Il y a une différence aussi entre l'extrême et le juste milieu ou le (plus) sensé. Le foulard ressortit à ceux-ci, le niqab et la burqa à celui-là. D'ailleurs, Mahomet même n'aurait pas accepté un voilement féminin empêchant la reconnaissance (l'identification). Car sa consigne de voilement avait justement pour fin de permettre de distinguer les unes des autres.

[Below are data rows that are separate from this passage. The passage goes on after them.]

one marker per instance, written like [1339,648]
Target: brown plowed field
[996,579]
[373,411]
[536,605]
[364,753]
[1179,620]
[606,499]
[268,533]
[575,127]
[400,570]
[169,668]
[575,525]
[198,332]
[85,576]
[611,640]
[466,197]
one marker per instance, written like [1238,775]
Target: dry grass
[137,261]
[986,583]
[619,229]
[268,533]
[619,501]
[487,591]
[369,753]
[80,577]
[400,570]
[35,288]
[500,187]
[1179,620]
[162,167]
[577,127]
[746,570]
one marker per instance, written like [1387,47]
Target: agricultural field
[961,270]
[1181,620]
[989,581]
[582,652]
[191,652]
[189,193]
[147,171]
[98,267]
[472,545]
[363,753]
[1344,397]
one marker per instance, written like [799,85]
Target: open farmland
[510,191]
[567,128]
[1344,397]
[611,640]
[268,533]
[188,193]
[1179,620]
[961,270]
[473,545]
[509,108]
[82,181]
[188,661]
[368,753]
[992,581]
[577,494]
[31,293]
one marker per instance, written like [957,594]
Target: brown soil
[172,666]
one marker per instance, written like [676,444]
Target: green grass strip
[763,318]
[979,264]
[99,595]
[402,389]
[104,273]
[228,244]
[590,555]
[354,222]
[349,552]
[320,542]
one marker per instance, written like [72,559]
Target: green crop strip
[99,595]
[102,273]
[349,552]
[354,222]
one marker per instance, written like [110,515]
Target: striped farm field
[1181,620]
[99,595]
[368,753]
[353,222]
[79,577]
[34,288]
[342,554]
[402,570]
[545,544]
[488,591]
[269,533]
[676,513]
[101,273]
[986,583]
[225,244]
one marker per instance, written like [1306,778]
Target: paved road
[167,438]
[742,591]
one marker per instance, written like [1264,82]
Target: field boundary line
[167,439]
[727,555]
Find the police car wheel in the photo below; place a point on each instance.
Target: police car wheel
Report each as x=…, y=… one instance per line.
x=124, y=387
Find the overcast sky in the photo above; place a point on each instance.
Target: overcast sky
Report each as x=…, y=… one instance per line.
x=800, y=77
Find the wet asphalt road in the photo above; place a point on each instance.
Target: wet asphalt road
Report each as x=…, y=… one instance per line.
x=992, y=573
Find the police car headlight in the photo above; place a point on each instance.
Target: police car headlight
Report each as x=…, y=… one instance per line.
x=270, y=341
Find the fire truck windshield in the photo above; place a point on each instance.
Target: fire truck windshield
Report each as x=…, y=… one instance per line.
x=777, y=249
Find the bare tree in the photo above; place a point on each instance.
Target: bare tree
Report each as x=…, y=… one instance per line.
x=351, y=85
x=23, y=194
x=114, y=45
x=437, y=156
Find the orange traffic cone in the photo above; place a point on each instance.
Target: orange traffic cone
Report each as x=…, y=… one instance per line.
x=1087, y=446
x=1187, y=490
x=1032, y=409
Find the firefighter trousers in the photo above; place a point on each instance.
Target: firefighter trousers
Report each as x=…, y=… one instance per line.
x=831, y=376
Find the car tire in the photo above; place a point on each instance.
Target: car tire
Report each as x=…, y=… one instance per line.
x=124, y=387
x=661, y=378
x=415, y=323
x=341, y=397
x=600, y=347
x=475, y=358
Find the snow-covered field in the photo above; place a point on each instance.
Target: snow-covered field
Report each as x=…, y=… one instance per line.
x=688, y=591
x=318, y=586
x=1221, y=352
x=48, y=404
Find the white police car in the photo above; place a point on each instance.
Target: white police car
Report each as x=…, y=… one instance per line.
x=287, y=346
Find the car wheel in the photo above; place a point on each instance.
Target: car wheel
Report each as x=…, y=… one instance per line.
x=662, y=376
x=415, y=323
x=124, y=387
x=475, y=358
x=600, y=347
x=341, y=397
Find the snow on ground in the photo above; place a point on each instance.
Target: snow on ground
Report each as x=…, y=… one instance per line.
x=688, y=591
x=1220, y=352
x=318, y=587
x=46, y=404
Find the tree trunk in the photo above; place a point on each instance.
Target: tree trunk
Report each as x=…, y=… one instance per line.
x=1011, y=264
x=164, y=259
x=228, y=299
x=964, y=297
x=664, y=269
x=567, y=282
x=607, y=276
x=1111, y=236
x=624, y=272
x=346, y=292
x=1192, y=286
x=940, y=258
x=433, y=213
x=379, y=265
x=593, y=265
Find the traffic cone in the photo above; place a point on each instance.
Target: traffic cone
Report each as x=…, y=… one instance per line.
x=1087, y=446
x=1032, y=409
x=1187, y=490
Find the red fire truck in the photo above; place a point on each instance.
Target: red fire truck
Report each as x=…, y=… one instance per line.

Pour ce il faut savoir qui est qui.

Il y a une différence, enfin, entre l'idéal et le «réel». Dans l'ordre de l'idéal, en effet, les enfants porteraient et le nom de leur père et le nom de leur mère, et le nom de leur grand-père et le nom de leur grand-mère, et le nom de leur arrière grand-père et le nom de leur arrière grand-mère. Or, on le sait, une tentative en ce sens aura échoué au test de faisabilité. Si bien que, nonobstant la précarité du couple (québécois) contemporain, les nouvelles mères, majoritairement, préfèrent maintenant assigner le seul nom du père à leur progéniture. Pourquoi? Demandez-le-leur. Chose certaine, ce n'est pas parce que ce leur serait imposé. La nouvelle génération de jeunes femmes étant, socio-familialement, la plus libre ayant jamais existé au Québec.